Update for those who read the original:
We have moved into making the fine tunes write fiction.
We are learning that training loss is a meaningless metric in the use case of fiction writing. We are getting great results from training loss numbers in the 1.8+ area and all going “Um… what does any of this even mean?” LOL.
We are using 10-24 examples of writing and finding that a fine tune on 3.5 16k can:
- write the full 4096 output length very easily (we get 2,000-3,000 word responses from GPT3.5!)
- makes the hyperparameters of Temperature, Top_P, Frequency and Presence penalty VERY fragile. A slight bump in Frequency or Presence Penalty and you get gibberish.
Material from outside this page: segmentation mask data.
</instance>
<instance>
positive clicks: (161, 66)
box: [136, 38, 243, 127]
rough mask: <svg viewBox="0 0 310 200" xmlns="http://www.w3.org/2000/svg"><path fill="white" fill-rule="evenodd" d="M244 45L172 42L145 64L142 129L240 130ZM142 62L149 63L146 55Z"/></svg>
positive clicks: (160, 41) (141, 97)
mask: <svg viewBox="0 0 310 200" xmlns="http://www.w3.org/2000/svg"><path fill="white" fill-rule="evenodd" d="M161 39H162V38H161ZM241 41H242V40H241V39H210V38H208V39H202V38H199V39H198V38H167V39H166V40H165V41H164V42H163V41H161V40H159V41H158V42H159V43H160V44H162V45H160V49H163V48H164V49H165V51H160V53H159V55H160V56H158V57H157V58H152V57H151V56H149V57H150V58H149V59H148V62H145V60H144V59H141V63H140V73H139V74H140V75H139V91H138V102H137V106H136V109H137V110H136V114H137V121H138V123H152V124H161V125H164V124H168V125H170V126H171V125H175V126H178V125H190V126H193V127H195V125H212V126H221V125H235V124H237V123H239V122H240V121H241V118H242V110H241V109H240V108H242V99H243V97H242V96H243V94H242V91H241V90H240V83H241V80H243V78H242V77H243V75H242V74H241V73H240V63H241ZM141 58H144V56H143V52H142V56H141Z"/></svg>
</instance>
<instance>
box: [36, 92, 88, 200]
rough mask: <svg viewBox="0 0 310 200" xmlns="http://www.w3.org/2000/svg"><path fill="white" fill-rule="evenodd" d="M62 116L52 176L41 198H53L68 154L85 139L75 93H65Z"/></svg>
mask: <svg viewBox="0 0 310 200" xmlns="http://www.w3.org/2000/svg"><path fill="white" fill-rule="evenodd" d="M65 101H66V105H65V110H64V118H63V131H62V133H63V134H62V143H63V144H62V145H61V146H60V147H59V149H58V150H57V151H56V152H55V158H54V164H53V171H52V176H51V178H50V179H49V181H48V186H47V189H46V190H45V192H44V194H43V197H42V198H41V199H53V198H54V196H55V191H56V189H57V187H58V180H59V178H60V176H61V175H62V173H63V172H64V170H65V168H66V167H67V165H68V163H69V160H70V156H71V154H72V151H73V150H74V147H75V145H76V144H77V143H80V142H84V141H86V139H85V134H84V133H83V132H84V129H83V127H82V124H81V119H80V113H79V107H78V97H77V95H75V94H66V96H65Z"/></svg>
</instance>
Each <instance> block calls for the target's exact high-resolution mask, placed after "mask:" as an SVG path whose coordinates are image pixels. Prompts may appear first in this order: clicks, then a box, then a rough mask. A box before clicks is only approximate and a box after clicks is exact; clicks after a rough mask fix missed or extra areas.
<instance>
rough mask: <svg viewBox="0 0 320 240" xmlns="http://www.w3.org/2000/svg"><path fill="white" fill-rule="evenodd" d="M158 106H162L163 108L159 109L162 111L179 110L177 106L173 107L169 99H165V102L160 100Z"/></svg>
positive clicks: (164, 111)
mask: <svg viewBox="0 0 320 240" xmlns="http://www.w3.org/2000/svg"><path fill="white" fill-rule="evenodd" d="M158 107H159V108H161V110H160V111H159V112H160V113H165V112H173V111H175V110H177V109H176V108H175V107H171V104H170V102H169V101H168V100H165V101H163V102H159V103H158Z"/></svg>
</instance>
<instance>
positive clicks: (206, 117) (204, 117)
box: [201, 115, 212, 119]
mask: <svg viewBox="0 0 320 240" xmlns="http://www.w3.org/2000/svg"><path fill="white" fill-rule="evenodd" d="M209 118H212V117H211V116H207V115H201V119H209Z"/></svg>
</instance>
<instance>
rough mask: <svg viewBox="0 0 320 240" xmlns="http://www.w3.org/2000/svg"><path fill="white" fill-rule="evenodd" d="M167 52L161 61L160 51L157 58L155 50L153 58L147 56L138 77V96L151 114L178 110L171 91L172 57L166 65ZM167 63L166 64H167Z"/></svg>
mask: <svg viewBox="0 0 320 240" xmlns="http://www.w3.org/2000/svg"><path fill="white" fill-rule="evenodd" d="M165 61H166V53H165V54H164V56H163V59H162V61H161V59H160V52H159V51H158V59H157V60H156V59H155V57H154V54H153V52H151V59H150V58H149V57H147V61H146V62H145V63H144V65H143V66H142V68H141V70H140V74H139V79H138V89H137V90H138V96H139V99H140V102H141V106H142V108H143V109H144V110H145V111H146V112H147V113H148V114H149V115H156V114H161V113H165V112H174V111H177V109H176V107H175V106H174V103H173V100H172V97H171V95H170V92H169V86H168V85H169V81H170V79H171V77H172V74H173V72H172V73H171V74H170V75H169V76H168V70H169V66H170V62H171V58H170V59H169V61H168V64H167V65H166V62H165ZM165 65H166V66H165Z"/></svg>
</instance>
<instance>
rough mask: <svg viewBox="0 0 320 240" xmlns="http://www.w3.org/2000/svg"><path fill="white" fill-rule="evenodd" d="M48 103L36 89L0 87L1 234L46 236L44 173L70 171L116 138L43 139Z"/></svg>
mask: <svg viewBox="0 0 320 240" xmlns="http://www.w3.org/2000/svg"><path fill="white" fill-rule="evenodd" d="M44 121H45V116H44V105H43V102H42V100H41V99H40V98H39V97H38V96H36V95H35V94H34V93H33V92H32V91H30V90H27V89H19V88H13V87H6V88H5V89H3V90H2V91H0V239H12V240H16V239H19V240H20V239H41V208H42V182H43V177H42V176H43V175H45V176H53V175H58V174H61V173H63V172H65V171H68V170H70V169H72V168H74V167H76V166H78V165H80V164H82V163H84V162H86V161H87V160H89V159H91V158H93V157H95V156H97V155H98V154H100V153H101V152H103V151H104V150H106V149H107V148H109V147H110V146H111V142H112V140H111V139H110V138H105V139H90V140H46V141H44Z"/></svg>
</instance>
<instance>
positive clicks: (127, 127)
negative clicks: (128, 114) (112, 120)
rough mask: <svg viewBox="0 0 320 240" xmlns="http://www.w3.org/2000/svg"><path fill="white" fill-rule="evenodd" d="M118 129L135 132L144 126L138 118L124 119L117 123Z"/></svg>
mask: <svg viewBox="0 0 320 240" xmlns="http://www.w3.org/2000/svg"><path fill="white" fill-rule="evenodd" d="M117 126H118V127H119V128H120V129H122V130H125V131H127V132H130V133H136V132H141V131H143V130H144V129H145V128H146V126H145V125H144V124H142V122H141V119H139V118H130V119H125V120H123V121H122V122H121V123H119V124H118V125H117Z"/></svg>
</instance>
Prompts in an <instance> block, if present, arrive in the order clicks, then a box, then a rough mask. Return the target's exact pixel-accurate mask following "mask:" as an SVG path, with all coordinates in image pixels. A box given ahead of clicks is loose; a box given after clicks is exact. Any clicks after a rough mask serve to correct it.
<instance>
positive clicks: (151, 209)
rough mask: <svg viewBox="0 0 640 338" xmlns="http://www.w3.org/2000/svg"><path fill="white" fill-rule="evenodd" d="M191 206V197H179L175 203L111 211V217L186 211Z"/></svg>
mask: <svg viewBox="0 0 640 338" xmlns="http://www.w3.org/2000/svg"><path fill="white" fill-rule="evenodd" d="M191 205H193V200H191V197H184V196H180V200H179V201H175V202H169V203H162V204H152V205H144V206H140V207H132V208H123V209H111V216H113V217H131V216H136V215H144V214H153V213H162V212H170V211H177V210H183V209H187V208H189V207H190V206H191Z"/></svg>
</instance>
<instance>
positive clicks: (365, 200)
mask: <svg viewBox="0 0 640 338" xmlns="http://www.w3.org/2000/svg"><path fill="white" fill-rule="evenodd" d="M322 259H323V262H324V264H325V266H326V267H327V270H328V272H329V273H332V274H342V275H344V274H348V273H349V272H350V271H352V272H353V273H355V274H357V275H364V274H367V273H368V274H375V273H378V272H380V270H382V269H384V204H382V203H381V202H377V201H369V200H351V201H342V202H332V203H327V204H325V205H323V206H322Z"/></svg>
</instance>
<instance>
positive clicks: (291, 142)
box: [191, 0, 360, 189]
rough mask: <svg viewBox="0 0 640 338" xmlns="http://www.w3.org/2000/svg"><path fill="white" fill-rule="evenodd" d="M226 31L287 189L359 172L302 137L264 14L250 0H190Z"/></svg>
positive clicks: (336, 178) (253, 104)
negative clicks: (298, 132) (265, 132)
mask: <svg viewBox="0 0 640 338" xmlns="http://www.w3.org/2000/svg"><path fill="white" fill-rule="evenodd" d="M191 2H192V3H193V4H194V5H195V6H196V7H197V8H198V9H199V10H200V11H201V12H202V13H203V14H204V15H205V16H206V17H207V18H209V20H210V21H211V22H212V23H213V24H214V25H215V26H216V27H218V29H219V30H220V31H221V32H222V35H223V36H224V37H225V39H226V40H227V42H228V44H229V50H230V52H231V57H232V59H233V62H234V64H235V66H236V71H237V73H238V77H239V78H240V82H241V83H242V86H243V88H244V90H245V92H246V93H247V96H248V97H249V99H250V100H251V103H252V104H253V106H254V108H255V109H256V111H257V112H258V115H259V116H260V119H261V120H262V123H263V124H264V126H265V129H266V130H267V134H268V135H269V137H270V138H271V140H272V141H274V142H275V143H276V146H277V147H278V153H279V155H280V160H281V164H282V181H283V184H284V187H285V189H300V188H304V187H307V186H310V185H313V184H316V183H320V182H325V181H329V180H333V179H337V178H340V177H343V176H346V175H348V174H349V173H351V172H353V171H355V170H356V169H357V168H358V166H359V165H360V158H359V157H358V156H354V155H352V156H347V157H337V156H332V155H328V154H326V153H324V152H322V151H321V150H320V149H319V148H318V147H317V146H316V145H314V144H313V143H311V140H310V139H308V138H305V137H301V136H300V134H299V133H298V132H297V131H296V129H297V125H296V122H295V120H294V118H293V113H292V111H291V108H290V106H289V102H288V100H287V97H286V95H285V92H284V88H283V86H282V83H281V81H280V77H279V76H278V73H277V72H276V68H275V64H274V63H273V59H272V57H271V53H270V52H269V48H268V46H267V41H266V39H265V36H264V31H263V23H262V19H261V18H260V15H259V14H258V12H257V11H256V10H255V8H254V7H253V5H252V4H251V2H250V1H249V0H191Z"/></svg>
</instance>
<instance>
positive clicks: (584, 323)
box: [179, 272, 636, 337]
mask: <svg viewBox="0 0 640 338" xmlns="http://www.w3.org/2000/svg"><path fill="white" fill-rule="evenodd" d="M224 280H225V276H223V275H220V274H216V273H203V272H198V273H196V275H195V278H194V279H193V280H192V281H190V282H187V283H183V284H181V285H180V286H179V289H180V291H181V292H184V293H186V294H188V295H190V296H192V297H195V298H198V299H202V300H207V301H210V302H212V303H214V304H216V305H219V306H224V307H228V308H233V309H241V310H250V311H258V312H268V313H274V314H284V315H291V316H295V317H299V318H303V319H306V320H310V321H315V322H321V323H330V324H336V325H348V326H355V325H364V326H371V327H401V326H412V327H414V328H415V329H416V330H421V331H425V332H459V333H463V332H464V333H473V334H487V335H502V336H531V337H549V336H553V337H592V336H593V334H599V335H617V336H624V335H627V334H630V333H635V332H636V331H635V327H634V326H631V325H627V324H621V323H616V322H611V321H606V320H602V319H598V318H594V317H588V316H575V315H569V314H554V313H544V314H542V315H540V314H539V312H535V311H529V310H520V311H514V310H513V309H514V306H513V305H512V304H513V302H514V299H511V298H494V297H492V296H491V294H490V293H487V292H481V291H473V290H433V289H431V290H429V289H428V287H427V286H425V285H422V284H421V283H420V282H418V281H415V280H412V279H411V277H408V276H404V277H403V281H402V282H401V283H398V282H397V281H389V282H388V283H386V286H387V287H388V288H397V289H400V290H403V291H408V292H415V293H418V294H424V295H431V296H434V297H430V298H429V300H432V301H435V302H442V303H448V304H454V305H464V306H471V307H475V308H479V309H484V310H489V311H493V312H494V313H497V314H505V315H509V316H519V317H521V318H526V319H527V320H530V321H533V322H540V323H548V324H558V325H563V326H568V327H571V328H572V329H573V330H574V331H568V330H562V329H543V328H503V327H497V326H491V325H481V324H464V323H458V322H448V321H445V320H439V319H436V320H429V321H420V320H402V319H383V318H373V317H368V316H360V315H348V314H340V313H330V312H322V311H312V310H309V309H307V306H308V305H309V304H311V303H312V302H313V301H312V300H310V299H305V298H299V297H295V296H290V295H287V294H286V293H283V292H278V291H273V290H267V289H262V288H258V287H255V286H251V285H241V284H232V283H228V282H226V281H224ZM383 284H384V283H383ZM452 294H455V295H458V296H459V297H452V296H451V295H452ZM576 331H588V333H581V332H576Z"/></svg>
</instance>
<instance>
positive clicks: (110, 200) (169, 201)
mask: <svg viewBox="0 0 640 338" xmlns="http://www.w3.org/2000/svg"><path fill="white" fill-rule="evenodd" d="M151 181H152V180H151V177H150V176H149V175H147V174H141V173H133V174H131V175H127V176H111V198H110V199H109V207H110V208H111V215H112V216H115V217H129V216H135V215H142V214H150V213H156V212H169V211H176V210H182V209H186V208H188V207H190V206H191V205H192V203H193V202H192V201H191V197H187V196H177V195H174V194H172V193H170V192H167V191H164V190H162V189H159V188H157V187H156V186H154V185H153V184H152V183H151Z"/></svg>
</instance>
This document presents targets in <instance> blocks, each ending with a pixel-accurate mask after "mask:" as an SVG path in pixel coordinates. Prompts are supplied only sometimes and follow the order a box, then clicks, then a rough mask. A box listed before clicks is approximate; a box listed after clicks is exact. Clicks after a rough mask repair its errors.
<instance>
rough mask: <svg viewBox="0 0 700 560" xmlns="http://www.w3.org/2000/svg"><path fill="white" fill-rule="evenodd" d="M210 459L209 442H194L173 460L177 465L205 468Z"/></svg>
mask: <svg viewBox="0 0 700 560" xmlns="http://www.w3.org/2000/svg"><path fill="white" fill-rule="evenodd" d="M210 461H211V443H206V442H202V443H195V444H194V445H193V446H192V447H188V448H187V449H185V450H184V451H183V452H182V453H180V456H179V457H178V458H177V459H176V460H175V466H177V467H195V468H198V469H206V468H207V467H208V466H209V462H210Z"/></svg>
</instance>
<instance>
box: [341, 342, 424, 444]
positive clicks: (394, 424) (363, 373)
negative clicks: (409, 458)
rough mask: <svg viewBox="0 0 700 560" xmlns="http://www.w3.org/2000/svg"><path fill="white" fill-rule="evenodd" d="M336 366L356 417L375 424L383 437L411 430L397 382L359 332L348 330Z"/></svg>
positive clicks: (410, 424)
Lower Temperature works best too, like .3-.7, on most fine tunes.
- we are using GPT 4 Turbo to analyze our human writing to understand the keywords the AI thinks our writing is (as I write this, I realize we should probably start using 16k, since the goal is to meet the model halfway where it already works)
- fine-tuned 16k models can write unattributed dialogue (this is a benchmark we have, a piece of dialogue that is not Jane said or exclaimed, just “What do you want to eat?”)
- fine-tuned 16k models can write hilarious character interactions (I am starting the YT at the 42 minute mark where you can see us compare regular to the fine tune, and how fragile the settings can be, and you know, juggling lobsters
) https://www.youtube.com/live/ctNys4Jl6ME?si=dT8fOWZiB8ooe27D&t=2862
We are really jazzed with some of the results and we are able to make fine tunes that follow scene briefs and stick to an author’s voice and style. Many authors now have fine tunes that are writing responses we can’t tell if it’s human or AI.